"Dejar de fumar es fácil, yo lo he dejado cien veces.”
Mark Twain
El Futbol Club Barcelona impulsará próximanente una campaña bajo el lema “Un Camp Nou sense fum” con la intención de concienciar a los seguidores para que no fumen en el estadio. Qué diría Nicolau Casaus, presidente honorífico que murió prematuramente a los 94 años por culpa de sus inseparables puros. Si cruzamos el charco, descubriremos que acaba de entrar en vigor la prohibición de fumar en parques y playas de Nueva York. Todo llegará. Aquí comprobamos diariamente que los paquetes de tabaco cada vez son más explícitos en sus fórmulas para prevenir y desanimar a sus consumidores. Fotos de laringes cancerosas y pulmones enmohecidos que han desquiciado a los diseñadores más trendy de barcelona por el deficiente acabado que exhiben los photoshops. A todo esto la ley antitabaco campa a sus anchas con gran parte del beneplácito popular.
Un suicida es un homicida de sí mismo y puede ser juzgado por tentativa de homicidio, aunque sólo si falla. Pronto llegarán los primeros juicios a fumadores, entendidos como autoexterminadores largoplazistas. En una sociedad que vende coches que corren por encima de lo permitido, que presta más dinero del que se puede devolver, que produce más comida de la que se puede comer, que consume hasta los productos ya consumidos y que es capaz de vender hasta seguros de vida, se hace patente la nueva conspiración mundial: el antropoecologismo. No contenta con la implantación del ecologismo, el reciclaje y otras ínfulas hipócritas de dioses salvaplanetas, ahora se llega a incurrir en el terreno viscoso de lo personal. Mientras la industria farmacéutica coarta la propagación de remedios caseros y la transgenia nos permite comer alcachofas todos los días del año, los gobiernos adoptan la moralina propia de los farsantes. Alejado del terreno pantanoso de la legalización total de las drogas, permitiendo vincular el narcotráfico con el tráfico de armas, el poder necesita un enemigo global hacia el que desviar la atención. Entre la crispación social de la división creada, los fumadores acometen en contra de lo absurdo de la ley antitabaco, que sólo ha conseguido cerrar muchos bares y que se ligue más fuera que dentro de las discotecas. Mientras, los no fumadores se ven obsequiados con una causa de la que se sienten ganadores, incluso sin haber fumado nunca.

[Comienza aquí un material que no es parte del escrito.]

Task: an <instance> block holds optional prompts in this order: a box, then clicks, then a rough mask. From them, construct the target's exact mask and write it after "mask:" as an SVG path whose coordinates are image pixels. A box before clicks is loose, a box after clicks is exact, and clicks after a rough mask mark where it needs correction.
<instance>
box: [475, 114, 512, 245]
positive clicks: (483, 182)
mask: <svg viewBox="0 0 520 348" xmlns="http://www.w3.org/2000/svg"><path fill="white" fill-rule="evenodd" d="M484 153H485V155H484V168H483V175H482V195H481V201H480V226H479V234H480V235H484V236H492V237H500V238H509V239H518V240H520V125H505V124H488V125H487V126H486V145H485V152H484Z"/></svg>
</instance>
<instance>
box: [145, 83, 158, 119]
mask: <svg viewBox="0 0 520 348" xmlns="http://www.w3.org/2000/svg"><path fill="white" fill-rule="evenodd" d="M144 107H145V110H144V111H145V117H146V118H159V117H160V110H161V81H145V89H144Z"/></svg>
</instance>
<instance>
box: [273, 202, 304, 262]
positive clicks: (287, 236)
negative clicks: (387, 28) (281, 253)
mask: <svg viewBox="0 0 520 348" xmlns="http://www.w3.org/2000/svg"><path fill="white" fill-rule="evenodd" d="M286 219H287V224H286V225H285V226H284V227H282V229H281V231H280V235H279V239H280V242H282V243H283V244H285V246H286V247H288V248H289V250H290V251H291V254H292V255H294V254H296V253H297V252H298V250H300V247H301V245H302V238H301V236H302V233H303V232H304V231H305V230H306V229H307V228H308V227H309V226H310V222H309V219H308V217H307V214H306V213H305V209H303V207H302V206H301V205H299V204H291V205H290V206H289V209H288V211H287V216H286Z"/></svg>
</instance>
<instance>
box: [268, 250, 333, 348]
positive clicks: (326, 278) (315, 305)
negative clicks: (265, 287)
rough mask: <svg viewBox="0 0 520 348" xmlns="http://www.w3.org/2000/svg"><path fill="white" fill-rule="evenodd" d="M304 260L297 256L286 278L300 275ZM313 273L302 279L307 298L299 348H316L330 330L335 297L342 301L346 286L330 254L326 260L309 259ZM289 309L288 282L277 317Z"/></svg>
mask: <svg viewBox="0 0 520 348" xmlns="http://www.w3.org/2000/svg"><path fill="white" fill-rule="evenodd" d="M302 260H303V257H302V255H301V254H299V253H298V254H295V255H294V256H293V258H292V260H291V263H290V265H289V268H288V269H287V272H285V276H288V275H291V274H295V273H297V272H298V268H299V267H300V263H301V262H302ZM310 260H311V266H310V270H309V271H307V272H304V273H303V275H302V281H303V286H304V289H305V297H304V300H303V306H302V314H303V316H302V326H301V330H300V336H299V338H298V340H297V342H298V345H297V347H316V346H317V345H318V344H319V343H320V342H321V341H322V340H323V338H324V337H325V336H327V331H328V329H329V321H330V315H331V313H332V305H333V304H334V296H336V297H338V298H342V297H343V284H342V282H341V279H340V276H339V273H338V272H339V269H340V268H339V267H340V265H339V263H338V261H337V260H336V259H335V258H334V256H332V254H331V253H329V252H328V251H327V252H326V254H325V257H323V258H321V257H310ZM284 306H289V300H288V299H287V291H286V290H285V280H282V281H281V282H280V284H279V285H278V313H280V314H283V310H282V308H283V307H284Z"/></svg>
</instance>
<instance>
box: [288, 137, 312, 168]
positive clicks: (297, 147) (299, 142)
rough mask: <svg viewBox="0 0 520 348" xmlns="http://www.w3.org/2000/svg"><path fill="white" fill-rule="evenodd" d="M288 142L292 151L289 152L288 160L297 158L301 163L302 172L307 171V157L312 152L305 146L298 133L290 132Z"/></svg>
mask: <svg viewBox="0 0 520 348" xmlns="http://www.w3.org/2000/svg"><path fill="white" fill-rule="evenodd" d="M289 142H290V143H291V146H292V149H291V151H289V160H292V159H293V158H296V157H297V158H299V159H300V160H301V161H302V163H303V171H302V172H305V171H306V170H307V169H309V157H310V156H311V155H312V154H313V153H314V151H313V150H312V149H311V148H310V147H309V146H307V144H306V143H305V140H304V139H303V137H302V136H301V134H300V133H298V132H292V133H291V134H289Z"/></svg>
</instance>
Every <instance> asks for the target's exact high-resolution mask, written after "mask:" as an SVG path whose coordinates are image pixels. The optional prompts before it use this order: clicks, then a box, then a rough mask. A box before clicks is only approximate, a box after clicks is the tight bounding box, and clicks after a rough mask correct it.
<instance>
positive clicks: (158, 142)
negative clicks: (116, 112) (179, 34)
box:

Entregados al inercial sometimiento, ambos grupos actúan como disuasores del verdadero conflicto. El reciente caso de los pepinos envenenados es un claro ejemplo: todas las hortalizas infectadas con la bacteria E.coli Enterohemorrágica han sido retiradas, el sector de agrícola español se resiente, el problema se corta de cuajo. Estamos hablando de una decena de víctimas. Más diligencia que contra el tabaco, por un numero mucho menor de damnificados. Entre pesticidas, radioactividad nuclear, contaminación ambiental, calentamiento global, el olvidado agujero en la capa de ozono, transgénicos y residuos tóxicos, entre todas estas brutales amenazas para el planeta y para el hombre, resulta que la siniestralidad autoinducida es alguna especie de síntoma degenerativo de grado superior. Todo lo demás es inevitable, al menos a corto plazo, pero tú puedes dejar de fumar hoy. Y, además, te corresponde a ti, y sólo a ti, estúpido fumador, nosotros (el estado) no dejaremos de recordártelo.
El estado es un fusil, el tabaco sus cartuchos, y el fumador la víctima. Si alguien te encañona con una nueve milímetros no es muy lúcido pensar que lo que te ha matado es la bala.
En el 2004 el ayuntamiento de Barcelona presumía de vanguardismo liberal, y repartía folletos reconociendo el derecho del ciudadano a ir desnudo por la vía pública. En mayo del 2011 entró en vigor la prohibición de ir desnudo y –ojo al dato- en bañador. Lo más curioso del caso es que la ley confía su propia aplicación “al sentido común” del cuerpo policial. Un paso para delante, dos para atrás, y un triple salto mortal hacia el vacío. Lo mismo ocurre con el tabaco, pero en un periodo más extenso: del monopolio del estado a su privatización en 1999, hasta su actual persecución asistida, pero nada insistida.
Tras 34 años de severa abstención, me he decidido a empezar a fumar. Dicen que la meta última de todo ser inteligente es la autodestrucción. En los procesos de autodegradación se encuentran algunas de las más vivificantes experiencias, sobretodo para aquellos que han forjado una sólida coraza espiritual, y anestesiado sistemáticamente durante años sus impulsos más bajos. El tabaco es un icono paternalista que representa este dogma. El derecho a la vida parece excluir el derecho a la muerte, pero la forma en la que uno elige vivir es en realidad la práctica gradual del método suicida que menos le horroriza.